Numerose confraternite, incoraggiate dagli Uffici del Turismo locale, celebrano l'andouille e ne fanno l'oggetto-feticcio di festival e di cerimonie fantasiose.
  • La Confrérie des Chevaliers du Goûte-andouille di Jargeau organizza un concorso internazionale della migliore andouille.
  • La Docte Insigne et Gourmande Confrérie des Taste-Andouilles et Gandoyaux di Val d'Ajol attribuisce, ogni anno, il "Premio letterario dell'andouille", facetamente soprannominato localmente il "Goncourt della salumeria" Il testo deve essere redatto su carta solforizzata di macelleria).
  • La Confrérie des Chevaliers de la bonne Andouille di Aire-sur-la-Lys.
  • La Confréries des faiseurs d'andouille di Charlieu.

Etimologia ed evoluzione del termine

Dal Dictionnaire universel contenant généralement tous les mots français di Furetière, pubblicato nel 1690, fino alla nona edizione del Dictionnaire de l'Académie, passando per il Littré, un'etimologia è costantemente avanzata: la denominazione verrebbe dal latino inductilia (cose da introdurre), che deriva da inducere (introdurre).

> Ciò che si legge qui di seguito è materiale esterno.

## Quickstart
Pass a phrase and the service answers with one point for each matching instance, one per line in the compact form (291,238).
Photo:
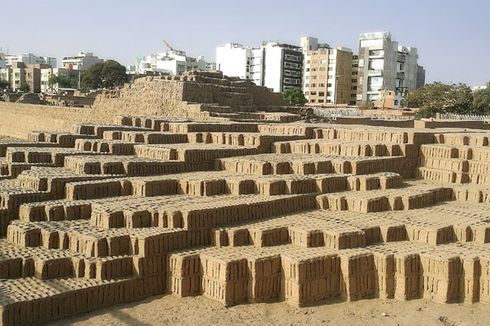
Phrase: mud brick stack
(240,212)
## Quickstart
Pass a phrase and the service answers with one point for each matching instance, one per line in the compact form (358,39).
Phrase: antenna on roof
(168,46)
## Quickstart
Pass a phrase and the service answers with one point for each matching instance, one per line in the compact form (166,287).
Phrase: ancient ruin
(246,206)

Si noterà tuttavia che Furetière avanzò anche come etimo "un vecchio termine celtico o basso-bretone": Anduiller, secondo lui con lo stesso significato.
Il termine Andoile comparve, prima del 1200, in un episodio del Roman de Renart, che pone in scena la volpe e l'astuto gatto Tybert.

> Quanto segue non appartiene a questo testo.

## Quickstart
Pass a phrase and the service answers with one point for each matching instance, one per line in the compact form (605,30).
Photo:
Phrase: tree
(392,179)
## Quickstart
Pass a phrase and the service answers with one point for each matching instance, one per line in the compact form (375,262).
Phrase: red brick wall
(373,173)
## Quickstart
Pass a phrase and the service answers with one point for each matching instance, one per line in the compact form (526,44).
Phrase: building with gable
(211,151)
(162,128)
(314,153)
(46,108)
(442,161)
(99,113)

"Nuls ne puet bonne andouille faire de tels boiaus" (Nessuno può fare della buona andouille con tale budello), scriveva Jean de Meung, nel suo Testament, alla fine del XIII secolo.
Un secolo dopo, l'andouille (scritta Andoulle) ebbe gli onori del Ménagier de Paris, trattato d'economia domestica destinato all'educazione d'una sposa molto giovane:
« [...] les andouilles sont faites du boyau culier et autres boyaux gros, lesquels gros sont remplis des autres (...) » (le andouille sono fatte con la parte finale dell'intestino e altre parti, che sono sempre riempite delle altre…)
Nel XVIII secolo, l'erudito culinario Menon parlò delle andouille affumicate, ove la carne del coniglio si mescolava a quella del maiale, delle andouille de Troyes, delle andouille «di vitello, di manzo e di cotica».